PS: Esta carta foi escrita e publicada no final de 2021, porém achei que ela cairia muito bem nesta série de republicações pois, embora tenha se passado 1 ano de sua original publicação, muitas coisas ainda geram identificação. Decidi não “atualizar” o texto, portanto, leia as impressões do final de 2021 com gostinho de 2022, pois as tretas continuam (será que um dia acabam?)
Amanhã,
Pensei em falar com a Simone aqui (eu sei, a Simone de novo), mostrando para ela o quanto tentei, de todas as maneiras, fazer o meu melhor este ano. Mesmo que não pareça. Mesmo que eu não acredite. Mas achei melhor não. Primeiro porque acho bastante problemático esse “clássico da cultura brasileira. “ Então é Natal, e o que você fez? ”, já começa a música nesta inquisição velada, como se manter-se vivo já não fosse bastante coisa não é mesmo. Depois segue ladeira abaixo “Pro rico e pro pobre, num só coração”, até entendo aí a tentativa de criar uma atmosfera amorosa e harmoniosa para o Natal, mas “num só coração” é um pouco forçado, até mesmo porque o coração do rico certamente estará propenso a uma melhor saúde e diante de uma mesa farta, o que, neste ano, definitivamente, não será o caso do pobre.

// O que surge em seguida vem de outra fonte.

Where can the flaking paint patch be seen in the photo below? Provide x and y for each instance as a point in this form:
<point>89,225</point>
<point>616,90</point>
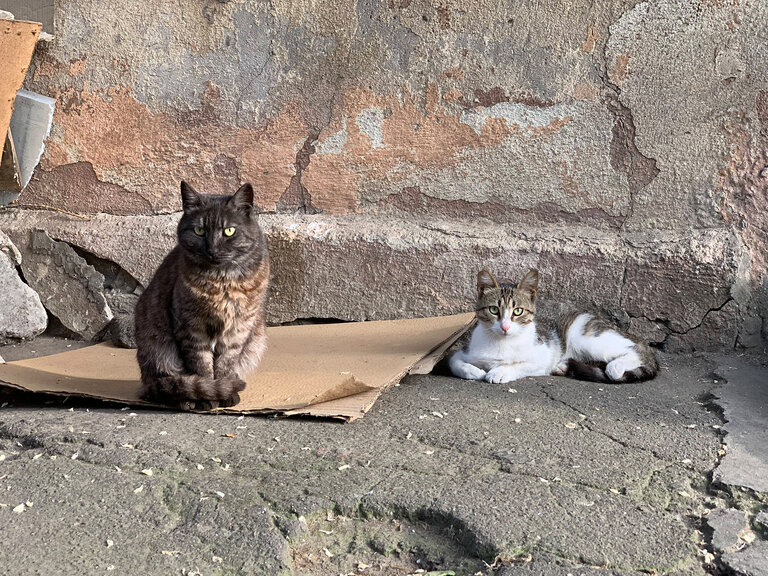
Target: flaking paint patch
<point>520,116</point>
<point>148,153</point>
<point>593,35</point>
<point>412,139</point>
<point>370,121</point>
<point>618,71</point>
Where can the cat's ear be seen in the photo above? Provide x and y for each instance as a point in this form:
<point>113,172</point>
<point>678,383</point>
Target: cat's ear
<point>243,198</point>
<point>530,283</point>
<point>189,198</point>
<point>485,281</point>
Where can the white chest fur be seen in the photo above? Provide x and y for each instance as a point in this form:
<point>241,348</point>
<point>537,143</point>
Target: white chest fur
<point>488,349</point>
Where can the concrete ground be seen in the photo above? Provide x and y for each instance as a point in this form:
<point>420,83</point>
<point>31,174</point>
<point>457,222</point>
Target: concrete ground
<point>443,476</point>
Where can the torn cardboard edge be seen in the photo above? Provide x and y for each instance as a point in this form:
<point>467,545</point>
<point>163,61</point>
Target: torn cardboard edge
<point>324,370</point>
<point>25,117</point>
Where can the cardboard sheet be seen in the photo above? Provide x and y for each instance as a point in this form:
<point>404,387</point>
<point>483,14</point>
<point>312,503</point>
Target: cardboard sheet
<point>328,370</point>
<point>17,42</point>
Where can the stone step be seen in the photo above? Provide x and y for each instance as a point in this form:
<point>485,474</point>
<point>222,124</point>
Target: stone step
<point>668,286</point>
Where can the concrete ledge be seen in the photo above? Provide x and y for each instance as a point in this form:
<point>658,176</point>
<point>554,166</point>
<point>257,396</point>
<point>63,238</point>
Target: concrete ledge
<point>661,283</point>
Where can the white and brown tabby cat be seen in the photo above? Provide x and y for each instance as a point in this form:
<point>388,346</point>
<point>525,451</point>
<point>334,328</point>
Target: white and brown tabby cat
<point>507,344</point>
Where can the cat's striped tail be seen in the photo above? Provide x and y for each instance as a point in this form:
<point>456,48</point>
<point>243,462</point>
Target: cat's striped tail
<point>583,371</point>
<point>190,387</point>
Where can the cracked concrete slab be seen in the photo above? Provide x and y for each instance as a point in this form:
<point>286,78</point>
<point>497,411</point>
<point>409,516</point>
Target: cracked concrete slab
<point>547,477</point>
<point>744,399</point>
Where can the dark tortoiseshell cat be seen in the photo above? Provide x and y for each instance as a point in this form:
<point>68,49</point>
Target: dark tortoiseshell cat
<point>200,323</point>
<point>507,344</point>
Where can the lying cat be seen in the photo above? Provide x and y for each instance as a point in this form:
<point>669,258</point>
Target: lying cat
<point>200,322</point>
<point>507,345</point>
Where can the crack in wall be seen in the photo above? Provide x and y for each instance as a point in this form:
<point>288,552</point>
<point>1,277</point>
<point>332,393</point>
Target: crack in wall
<point>296,196</point>
<point>625,156</point>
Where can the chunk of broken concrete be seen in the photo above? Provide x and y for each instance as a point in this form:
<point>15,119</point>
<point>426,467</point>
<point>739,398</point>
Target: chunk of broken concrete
<point>70,288</point>
<point>22,315</point>
<point>727,524</point>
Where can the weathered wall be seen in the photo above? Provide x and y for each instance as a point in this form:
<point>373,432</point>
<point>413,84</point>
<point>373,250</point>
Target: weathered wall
<point>619,146</point>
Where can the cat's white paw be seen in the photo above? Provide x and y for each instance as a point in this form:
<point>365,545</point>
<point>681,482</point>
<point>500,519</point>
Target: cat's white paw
<point>501,375</point>
<point>469,372</point>
<point>560,369</point>
<point>615,369</point>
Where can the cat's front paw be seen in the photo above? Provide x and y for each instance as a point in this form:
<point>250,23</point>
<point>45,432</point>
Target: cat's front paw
<point>468,372</point>
<point>233,400</point>
<point>501,375</point>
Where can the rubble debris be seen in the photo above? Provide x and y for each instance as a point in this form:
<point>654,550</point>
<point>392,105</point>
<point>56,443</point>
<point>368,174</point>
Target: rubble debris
<point>69,287</point>
<point>22,315</point>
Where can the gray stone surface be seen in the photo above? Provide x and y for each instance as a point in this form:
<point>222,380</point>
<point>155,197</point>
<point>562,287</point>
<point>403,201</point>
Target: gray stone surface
<point>576,475</point>
<point>527,119</point>
<point>21,314</point>
<point>752,561</point>
<point>744,399</point>
<point>726,524</point>
<point>70,289</point>
<point>761,518</point>
<point>9,249</point>
<point>325,267</point>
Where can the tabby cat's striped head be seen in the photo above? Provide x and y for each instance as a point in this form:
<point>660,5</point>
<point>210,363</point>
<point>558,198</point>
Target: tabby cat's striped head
<point>506,308</point>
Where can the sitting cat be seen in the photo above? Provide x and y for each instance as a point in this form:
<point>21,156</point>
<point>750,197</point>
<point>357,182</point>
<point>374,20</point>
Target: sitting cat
<point>200,322</point>
<point>507,345</point>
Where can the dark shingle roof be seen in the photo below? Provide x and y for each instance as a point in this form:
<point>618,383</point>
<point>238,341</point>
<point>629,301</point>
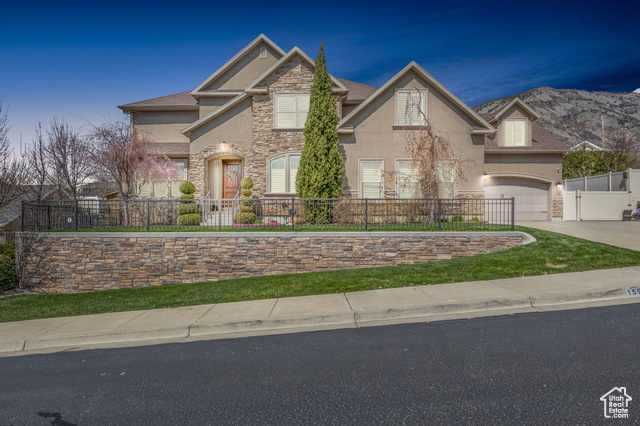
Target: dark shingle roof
<point>542,140</point>
<point>183,98</point>
<point>172,148</point>
<point>357,91</point>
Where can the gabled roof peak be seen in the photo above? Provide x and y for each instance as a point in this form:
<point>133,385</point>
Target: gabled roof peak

Como podem perceber, aqui temos uma Simone cansada. Acho inclusive que se a letra desta música fosse escrita em 2021 certamente seria bem diferente, talvez algo como “Então é Natal, e você sobreviveu” ou ainda “O rico que sobe, e o pobre desce outra vez” quem sabe ainda algo como “Que seja feliz quem, tomar a vacina, e respeitar o outrem”.
Brincadeiras à parte, sabemos que a letra original, escrita por John Lennon e Yoko Ono foi um protesto contra a guerra. Mas como a versão abrasileirada tomou outro rumo, reside aí a revolta anual com a Simone. Mas nem sei porque estou aqui ainda falando de Simone, já que havia dito que não iria apresentar um balanço do que eu fiz, e não vou.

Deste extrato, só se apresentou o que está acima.